Ana içeriğe atla

Vergi Kimin Sırtında?


Mustafa Kemal Paşa’nın 1 Mart 1922 tarihli Meclis açılış konuşmasında maliye alanında söylediği ‘halkı tazyik ve izrar etmekten içtinap’ yani ‘halka baskı yapmaktan ve ona zarar vermekten kaçınmak’ ilkesi günümüz vergi politikası nasıl olmalıdır sorusuna en iyi cevap olabilir.

“Bundan dolayı mali yöntemimiz, halka baskı yapmaktan ve ona zarar vermekten kaçınmakla birlikte mümkün olduğu kadar dışarıya ihtiyaç duymadan ve yokluk çekmeden yeterli gelir temin etmek esasına dayalıdır.”

1924 tarihli Teşkilat-ı Esasiye Kanunu vergilerin ancak kanunla salınacağını ve tahsil edileceğini anayasal güvenceye kavuşturmuştu. Oysa meclis aritmetiğinde parmak sayısından başka bir demokratik anlayışı olmayanlar halkın ödeme gücüne bakmadan istediği vergiyi istediği oranlarda salabiliyor.

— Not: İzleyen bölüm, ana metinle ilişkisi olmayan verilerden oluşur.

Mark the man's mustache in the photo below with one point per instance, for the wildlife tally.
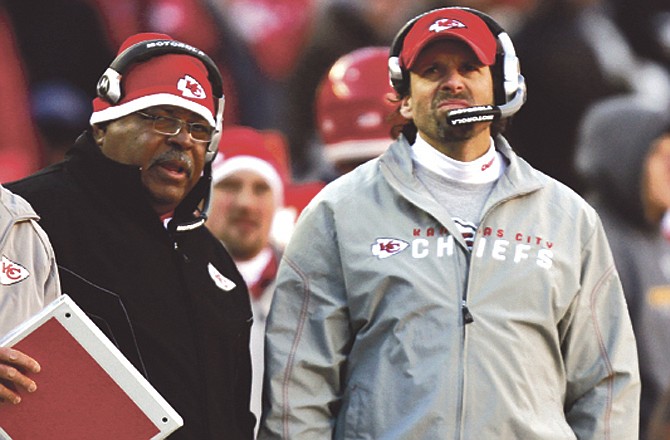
(174, 155)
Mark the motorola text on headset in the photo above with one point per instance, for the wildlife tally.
(109, 88)
(514, 84)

2019 yılı bütçesinde 961 milyar lira olan merkezi yönetim giderleri, Maliye’nin açıkladığı 2019 yılı gerçekleşmelerine göre 1 trilyon lirayı buldu. Bunun 100 milyar lirasını faiz giderleri. 2018 yılı gerçekleşmelerinde ise faiz giderleri 74 milyar liraydı. Yani faize ödenen para bir yılda yüzde 35 arttı. Ayrıca 2018’de faizin payı toplam giderlerin yüzde 8.9’u iken 2019’da bu pay yüzde 10’a yükseldi. AKP, 17 yılda bütçeden faiz için toplam 932 milyar lira harcadı.

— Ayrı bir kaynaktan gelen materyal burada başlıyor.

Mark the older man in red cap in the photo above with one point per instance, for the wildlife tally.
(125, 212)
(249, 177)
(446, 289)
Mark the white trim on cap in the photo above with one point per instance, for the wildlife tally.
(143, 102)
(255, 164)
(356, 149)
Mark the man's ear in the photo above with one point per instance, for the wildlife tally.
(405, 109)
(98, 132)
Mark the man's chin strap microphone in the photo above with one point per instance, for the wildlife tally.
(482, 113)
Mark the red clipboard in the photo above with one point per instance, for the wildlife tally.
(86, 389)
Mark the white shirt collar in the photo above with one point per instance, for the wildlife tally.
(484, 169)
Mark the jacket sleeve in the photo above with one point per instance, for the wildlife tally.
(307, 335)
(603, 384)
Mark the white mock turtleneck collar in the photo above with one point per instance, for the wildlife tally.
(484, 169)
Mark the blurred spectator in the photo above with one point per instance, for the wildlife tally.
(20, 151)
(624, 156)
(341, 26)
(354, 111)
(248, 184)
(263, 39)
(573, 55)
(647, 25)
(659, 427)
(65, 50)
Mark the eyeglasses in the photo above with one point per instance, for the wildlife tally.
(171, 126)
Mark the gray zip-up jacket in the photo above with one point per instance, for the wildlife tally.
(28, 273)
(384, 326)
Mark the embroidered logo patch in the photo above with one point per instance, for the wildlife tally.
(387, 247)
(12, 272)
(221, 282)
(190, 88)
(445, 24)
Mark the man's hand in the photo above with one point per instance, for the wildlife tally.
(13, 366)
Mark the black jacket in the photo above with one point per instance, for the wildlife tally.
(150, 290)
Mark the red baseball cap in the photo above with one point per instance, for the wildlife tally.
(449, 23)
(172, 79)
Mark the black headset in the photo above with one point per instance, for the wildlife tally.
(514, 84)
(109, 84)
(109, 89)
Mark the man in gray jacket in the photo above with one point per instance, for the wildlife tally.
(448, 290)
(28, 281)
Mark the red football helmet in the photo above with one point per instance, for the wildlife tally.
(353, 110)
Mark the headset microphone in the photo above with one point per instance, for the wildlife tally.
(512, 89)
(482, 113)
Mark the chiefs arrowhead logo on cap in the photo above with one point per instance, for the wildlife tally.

2019 yılı bütçe açığı 80.6 milyar lira olarak hedefleniyordu ancak hedef saptı ve yüzde 50 artışla 123.7 milyar lira oldu. Açığı kapatmanın en kolay yolu ise vergiyi ekonomik gücü olmayan halkın sırtına yıkmak. Çünkü ekonomik güce erişen vergi ödememe gücüne de erişiyor. Vazgeçilen vergiler buna örnek. Vazgeçilen vergileri tanımlayan ‘vergi harcaması’ 2019 yılı için 178.7 milyar lira, 2020 yılı için 195.6 milyar liradır. Geniş halk kesimini ilgilendiren muafiyetleri bir kenara bırakırsak mükellefi olduğu vergileri bile ödemeyen bir de binlerce kalemde muafiyet tanınan sermaye kesiminden alınmayan vergiler bu ülkenin bütçe açığını gidermeye fazlasıyla yetecektir.

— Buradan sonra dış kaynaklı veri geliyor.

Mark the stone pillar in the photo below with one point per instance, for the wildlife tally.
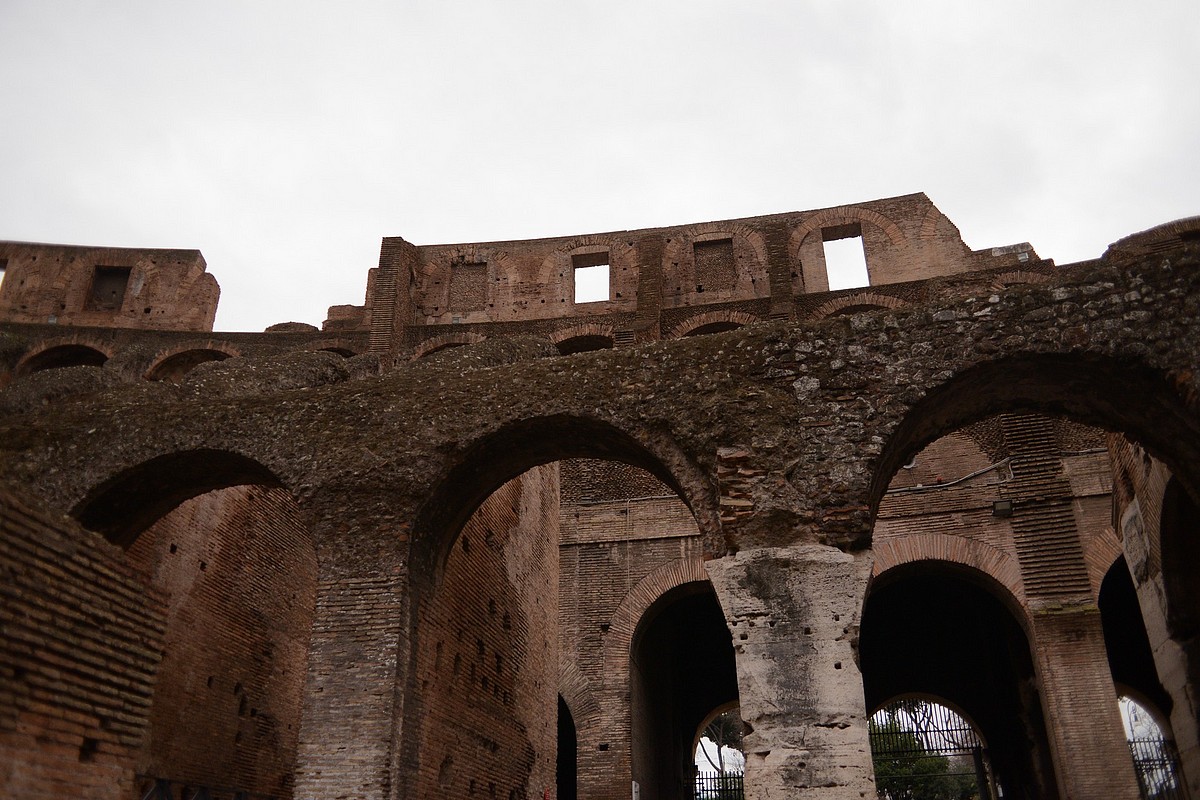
(1087, 740)
(358, 656)
(793, 613)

2019 yılı bütçesinde vergi geliri hedefi 756.5 milyar liraydı. Açıklanan gerçekleşmelere göre 673 milyar lira vergi toplanabildi. Sonuca bakılırsa hedeflenen vergi gelirinin ancak yüzde 89’u toplanabildi ve 83 milyar lira buhar oldu. Bütçe giderlerinin yüzde 20’lik artışına karşılık vergi gelirleri onca tüketim teşvikine rağmen sadece yüzde 8 arttı.

Verginin dolaylı ve dolaysız vergiler olarak iki ana başlıkta toplandığı bilinmektedir. Dolaylı vergiler, tüketilen mallardan ve hizmetlerden alınan vergileri içerir. Bunlar KDV, ÖTV, Özel İletişim Vergisi gibi ürün fiyatının içine eklenmiş vergilerdir. 1 milyon liralık konutta yüzde 1 alınırken simitte yüzde 8 alınan KDV gibi. Bu kış günlerinde moda haline gelmiş olan 700-800 liralık doğalgaz faturalarında ki yüzde 18’lik KDV gibi. Çiftçinin mazotunda yarıdan fazlası vergi olurken yatta, pırlantada sıfırlanan ÖTV gibi.

Geniş halk kesiminin ödediği bu dolaylı vergiler, vergi gelirlerinin yüzde 65’ine denk geliyor. OECD ortalaması ise yüzde 46! AKP dönemi boyunca yüzde 65-70 oranında bir paya sahip olan dolaylı vergiler, yaşanan krizin etkisiyle alım gücünün düşmesi sonucu 2019 yılında yüzde 58’e geriledi.
Vergi gelirlerinin küçük kısmını oluşturan dolaysız vergiler ise kazançtan ve gelirden alınan Kurumlar Vergisi (KV) ile Gelir Vergisi (GV)’dir. Gerçekleşme rakamlarına göre aslında kimlerin vergi rekortmeni olduğuna biraz yakından bakalım.

KV, 2019 yılı için 74 milyar lira beklenirken, gerçekleşmede 78.8 milyar lira oldu. Bu rakam vergi gelirlerinin sadece yüzde 11,7’sine denk geliyor. En son açıklanan 2018 yılının Kurumlar ‘rekortmenlerine’ baktığımızda ilk on şirketin altısı bankalardan oluşmakta olup Merkez Bankası 10.6 milyar lira ile birinci sırada yer almıştı. Ziraat Bankası, Vakıflar Bankası listede ama ülkenin kaymağını yiyen holdingleri boşuna aramayın.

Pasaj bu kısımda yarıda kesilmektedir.